GeoJSON Sequence Streaming

High-performance, chunked binary streaming for geospatial features using the Apache Arrow-based GeoJSON Sequence Format (GSF). OGC Standard Stable

Overview

Traditional GeoJSON is human-readable but inefficient for large datasets and real-time pipelines. GeoJSON Sequence Streaming delivers features as compressed binary chunks over HTTP, reducing payload size by up to 70% while maintaining full OGC compliance.

The format leverages Apache Arrow's columnar structure to enable zero-copy deserialization, making it ideal for:

  • Real-time telemetry & IoT sensor networks
  • High-frequency financial geospatial data
  • Large-scale vector tile generation
  • Server-to-server feature sync pipelines

Specification & HTTP Headers

Streaming requires specific headers to negotiate chunked transfer and binary encoding. The server pushes Arrow batches wrapped in a GSF container.

Request Headers

HeaderDescriptionExample
AcceptRequest GSF formatapplication/x-geojson-seq
Transfer-EncodingEnable chunked deliverychunked
Accept-EncodingCompression supportgzip, br, zstd

Response Headers

HeaderDescriptionExample
Content-TypeGSF binary streamapplication/x-geojson-seq
X-GSF-Features-TotalEstimated total count124580
X-GSF-Batch-SizeFeatures per chunk1000
💡 Protocol Note

The stream follows HTTP/1.1 chunked transfer encoding. Each chunk contains a self-describing Arrow IPC message with schema metadata in the initial batch.

Implementation Examples

Use the following examples to request and consume GeoJSON Sequence streams in your application.

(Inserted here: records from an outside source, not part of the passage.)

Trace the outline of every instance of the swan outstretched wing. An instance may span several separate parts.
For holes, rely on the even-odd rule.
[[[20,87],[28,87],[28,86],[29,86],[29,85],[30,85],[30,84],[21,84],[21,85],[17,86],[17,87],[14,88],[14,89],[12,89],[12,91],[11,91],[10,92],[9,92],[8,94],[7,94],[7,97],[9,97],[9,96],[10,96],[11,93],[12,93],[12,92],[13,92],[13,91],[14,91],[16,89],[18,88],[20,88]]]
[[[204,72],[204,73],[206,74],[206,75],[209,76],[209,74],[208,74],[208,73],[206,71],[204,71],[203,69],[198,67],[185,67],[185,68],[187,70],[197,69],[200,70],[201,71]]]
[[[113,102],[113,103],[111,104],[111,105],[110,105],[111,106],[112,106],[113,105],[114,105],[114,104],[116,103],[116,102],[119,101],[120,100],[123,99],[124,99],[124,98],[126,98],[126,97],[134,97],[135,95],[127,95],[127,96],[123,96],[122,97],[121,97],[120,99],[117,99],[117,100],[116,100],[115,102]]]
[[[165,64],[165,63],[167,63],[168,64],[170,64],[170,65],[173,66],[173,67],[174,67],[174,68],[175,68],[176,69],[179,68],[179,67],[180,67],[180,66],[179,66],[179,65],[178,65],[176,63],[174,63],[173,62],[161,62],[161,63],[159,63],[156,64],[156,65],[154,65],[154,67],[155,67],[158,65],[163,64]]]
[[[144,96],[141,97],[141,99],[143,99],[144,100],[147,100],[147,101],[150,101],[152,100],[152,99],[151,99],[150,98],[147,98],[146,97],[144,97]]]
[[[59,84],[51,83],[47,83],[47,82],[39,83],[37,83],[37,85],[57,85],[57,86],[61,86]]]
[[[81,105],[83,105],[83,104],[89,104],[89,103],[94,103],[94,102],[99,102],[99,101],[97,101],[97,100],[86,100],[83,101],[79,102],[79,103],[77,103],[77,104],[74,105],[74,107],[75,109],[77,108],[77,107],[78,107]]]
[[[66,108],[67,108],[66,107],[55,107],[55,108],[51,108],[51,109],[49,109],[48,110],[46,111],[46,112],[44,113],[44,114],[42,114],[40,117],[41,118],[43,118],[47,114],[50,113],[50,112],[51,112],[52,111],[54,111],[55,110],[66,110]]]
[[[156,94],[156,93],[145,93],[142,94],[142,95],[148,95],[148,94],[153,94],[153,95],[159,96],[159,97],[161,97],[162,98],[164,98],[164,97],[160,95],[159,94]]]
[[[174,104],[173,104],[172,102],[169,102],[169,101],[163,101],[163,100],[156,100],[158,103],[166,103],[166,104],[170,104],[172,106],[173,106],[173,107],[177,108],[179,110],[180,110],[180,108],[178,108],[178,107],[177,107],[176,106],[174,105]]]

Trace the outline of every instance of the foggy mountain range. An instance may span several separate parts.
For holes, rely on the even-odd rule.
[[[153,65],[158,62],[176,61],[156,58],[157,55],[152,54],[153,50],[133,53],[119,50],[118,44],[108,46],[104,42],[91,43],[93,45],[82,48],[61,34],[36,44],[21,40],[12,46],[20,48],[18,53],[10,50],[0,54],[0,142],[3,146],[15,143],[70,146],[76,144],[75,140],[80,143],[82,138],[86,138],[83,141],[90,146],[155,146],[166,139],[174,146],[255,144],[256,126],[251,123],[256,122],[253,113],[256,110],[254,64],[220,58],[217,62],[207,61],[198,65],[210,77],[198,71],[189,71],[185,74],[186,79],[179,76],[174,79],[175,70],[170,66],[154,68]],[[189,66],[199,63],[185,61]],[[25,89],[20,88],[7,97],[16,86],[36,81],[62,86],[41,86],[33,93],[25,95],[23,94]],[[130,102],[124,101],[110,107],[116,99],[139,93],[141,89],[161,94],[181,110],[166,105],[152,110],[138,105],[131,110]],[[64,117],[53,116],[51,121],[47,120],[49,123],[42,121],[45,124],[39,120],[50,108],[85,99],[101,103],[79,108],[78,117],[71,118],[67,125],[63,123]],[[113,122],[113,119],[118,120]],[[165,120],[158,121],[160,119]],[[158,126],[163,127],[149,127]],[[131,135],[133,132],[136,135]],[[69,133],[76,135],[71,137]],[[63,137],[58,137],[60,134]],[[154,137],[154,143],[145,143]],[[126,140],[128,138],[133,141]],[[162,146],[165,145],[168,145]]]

curl -X GET \ -H "Accept: application/x-geojson-seq" \ -H "Transfer-Encoding: chunked" \ "https://api.geoserver.com/v1/layers/realtime-sensors/features?stream=true" \ --output sensor_stream.gsf
// JavaScript: Fetch & Process Stream const response = await fetch('/v1/layers/sensors/features?stream=true', { headers: { Accept: 'application/x-geojson-seq' } }); // Read chunks using ReadableStream const reader = response.body.getReader(); while ((const { done, value } = await reader.read())) { if (done) break; const features = GSF.parseChunk(value); // Binary deserializer processBatch(features); }
# Python: Stream Processing with aiohttp & pyarrow import aiohttp import geojson_sequence as gsf async with aiohttp.ClientSession() as session: async with session.get("/features?stream=true", headers={"Accept": "application/x-geojson-seq"}) as resp: async for chunk in resp.content.iter_chunked(1024): table = gsf.decode_stream(chunk) for feature in table.to_geopandas(): analyze_feature(feature)

Performance Benchmarks

Comparative analysis across 1M point features with 12 attributes each. Tests run on AWS r5.2xlarge instances.

MetricTraditional GeoJSONGeoJSON SequenceGeoParquet
Payload Size284 MB86 MB (↓69%)72 MB
Parse Time (CPU)1.8s0.4s (↓77%)0.6s
Memory Footprint620 MB115 MB98 MB
Streaming LatencyBlock-basedSub-10ms chunksFile-based
⚠️ Considerations

While GSF excels in streaming and incremental parsing, GeoParquet remains superior for offline analytics and columnar querying. Choose GSF for real-time pipelines and GeoParquet for batch processing.

FAQ & Troubleshooting

Q: Does GeoServer support partial stream resumption?

Yes. Use the Range: bytes=start- header alongside the GSF format. The server tracks chunk boundaries via the X-GSF-Chunk-ID trailer.

Q: How do I handle schema evolution in live streams?

GSF embeds schema metadata in every batch header. Clients should verify the schema_version field before deserializing. Breaking changes trigger a 410 Gone with migration guidance.

Q: Is compression applied automatically?

Compression is negotiated via Accept-Encoding. We recommend zstd or brotli for optimal CPU/memory tradeoffs. Uncompressed chunks are available for debugging.

Q: Can I filter features during streaming?

Server-side filtering supports OGC CQL2 expressions. Add ?filter=cql:expression to your request. Note that complex spatial predicates may increase initial chunk latency.